The package doesn’t exist. The model hallucinated a plausible name. If someone had registered aws-event-bridge-utils on npm with malicious code, the install command would have run it — and depending on the project’s dependencies, that code might have had access to the active AWS credential chain.

What stopped it: habit. npm info <package> before npm install <package> is the single-step gate that catches both hallucinated packages and potential typosquatting. It adds three seconds.

The pattern generalizes: treat every package the model suggests as unverified until you’ve confirmed it exists and has reasonable download counts, publication history, and code content. Models are confident about packages whether or not they exist, and their confidence is not calibrated to reality.

A useful addition to this workflow: check the package’s first publish date. If the model was trained before that date, the model cannot have seen it — which means it either hallucinated a coincidentally correct name or is suggesting something it inferred from patterns rather than remembered from training.
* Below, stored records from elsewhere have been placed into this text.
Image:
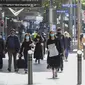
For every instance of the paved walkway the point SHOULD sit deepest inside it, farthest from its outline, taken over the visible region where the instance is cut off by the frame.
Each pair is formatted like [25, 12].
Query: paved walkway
[42, 76]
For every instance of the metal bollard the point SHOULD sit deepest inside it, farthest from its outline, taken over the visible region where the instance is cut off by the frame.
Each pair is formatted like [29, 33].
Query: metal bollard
[84, 51]
[79, 67]
[30, 72]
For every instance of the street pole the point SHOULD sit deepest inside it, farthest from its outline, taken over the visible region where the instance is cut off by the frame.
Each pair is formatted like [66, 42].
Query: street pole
[74, 22]
[79, 53]
[51, 15]
[30, 72]
[3, 15]
[70, 17]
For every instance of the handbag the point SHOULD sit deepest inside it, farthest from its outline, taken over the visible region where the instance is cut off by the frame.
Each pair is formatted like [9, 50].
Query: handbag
[52, 50]
[21, 63]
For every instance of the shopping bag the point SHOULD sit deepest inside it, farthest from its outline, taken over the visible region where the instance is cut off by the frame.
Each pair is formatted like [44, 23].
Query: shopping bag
[20, 63]
[52, 50]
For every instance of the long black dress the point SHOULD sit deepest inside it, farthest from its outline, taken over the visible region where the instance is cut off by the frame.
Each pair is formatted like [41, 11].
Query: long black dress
[38, 49]
[1, 52]
[54, 61]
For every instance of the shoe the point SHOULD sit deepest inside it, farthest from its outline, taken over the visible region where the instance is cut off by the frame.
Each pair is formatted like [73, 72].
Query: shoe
[9, 70]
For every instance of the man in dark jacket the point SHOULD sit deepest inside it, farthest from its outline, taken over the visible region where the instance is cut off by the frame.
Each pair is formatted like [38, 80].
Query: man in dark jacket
[12, 46]
[61, 38]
Either case warrants closer scrutiny than a package with five years of version history.

For higher-stakes contexts, add socket.dev or Snyk’s dependency scanning to the install step in CI so that even packages that do exist get checked against known malicious indicators.
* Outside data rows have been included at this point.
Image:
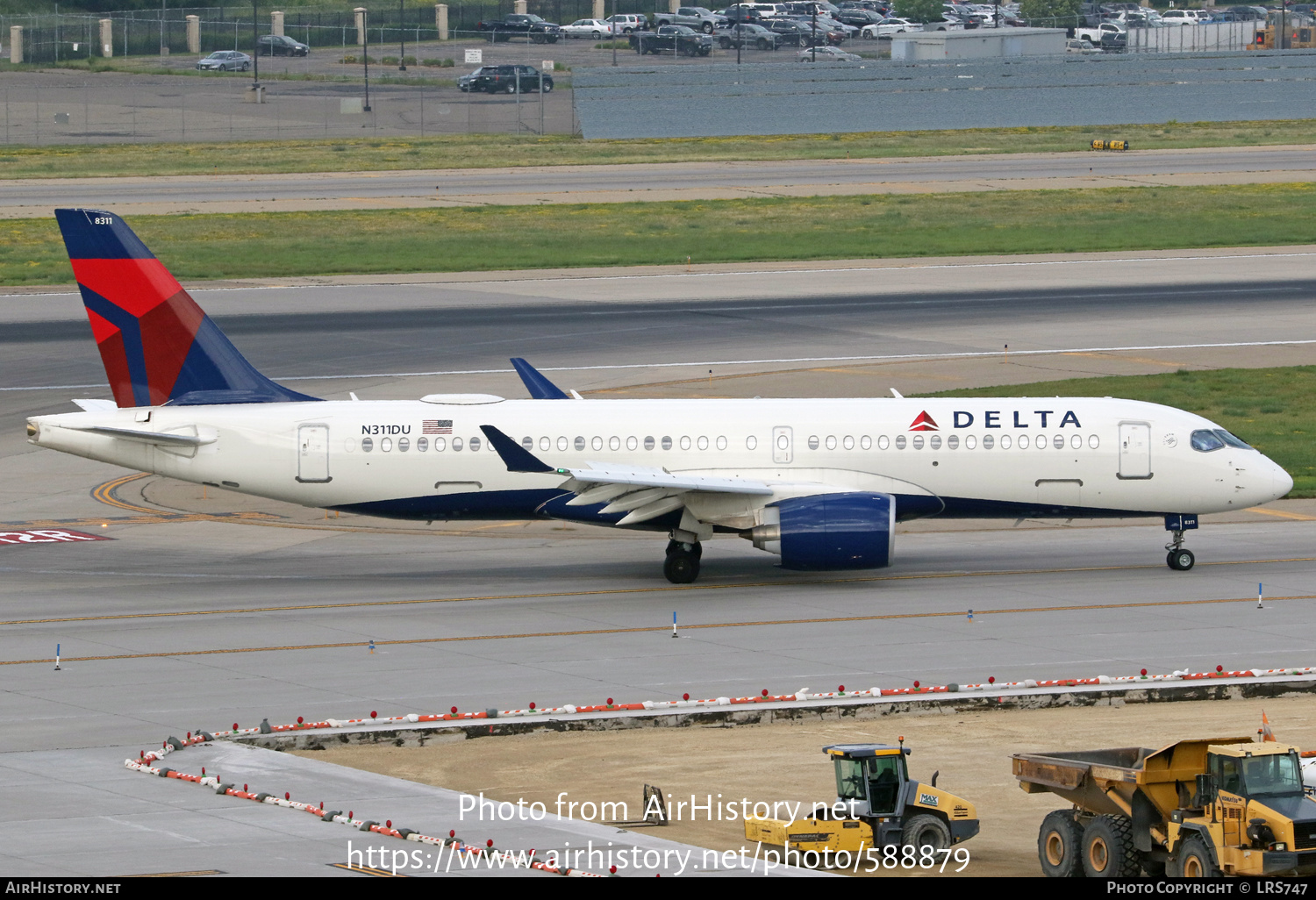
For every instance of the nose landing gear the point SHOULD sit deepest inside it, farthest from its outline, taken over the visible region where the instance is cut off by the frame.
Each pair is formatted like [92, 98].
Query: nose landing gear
[1178, 557]
[682, 565]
What the security surface actually looks like

Mapping these three axes to everyday practice:

Logs: check your subscription tier, add ignore rules for secrets files, rotate anything that was ever pasted into a prompt
Tool calls: audit MCP servers before install, review permission grants before committing them, treat hook scripts like install scripts
Supply chain: npm info before npm install, lock your dependency files, add dependency scanning to CI

None of these are new security practices. They’re adaptations of existing practices to a changed context. The AI coding tool changes the rate at which you interact with your codebase and the rate at which new code and dependencies appear — it doesn’t change what good security hygiene looks like, it just raises the stakes for having it.
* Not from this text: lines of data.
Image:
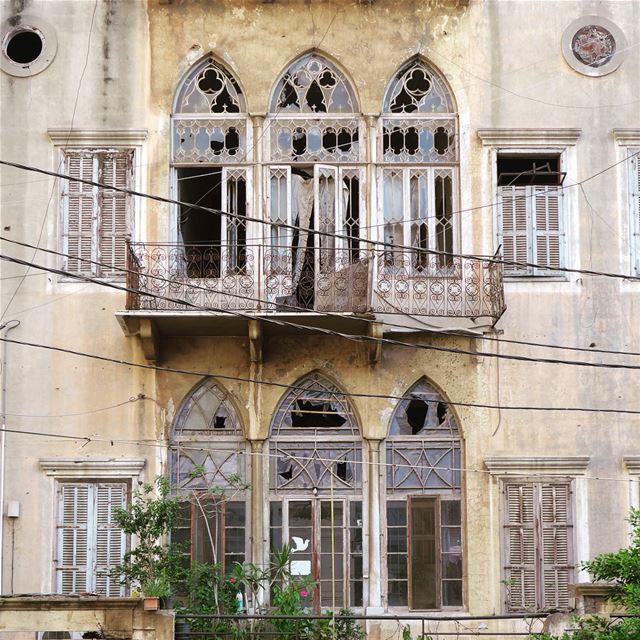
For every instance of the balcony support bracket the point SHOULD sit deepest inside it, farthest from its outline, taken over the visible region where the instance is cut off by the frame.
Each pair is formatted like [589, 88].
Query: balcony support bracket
[255, 341]
[149, 339]
[375, 346]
The one genuinely novel element is the MCP/tool-call axis. Before these tools grew plugin ecosystems, the attack surface was limited to what you typed into a chat window. Now the tool executes code, reads files, and calls external services on your behalf. The security perimeter has to expand to cover what the tool does, not just what you explicitly send.

Treat your AI coding tool’s permission file the same way you treat your CI configuration: version it, review changes in PRs, and question additions that expand scope. A change that adds Bash(*) to your Claude Code settings is worth the same scrutiny as a change that adds a new workflow step to your CI file — because both, when misconfigured, can run arbitrary code in your repository’s context.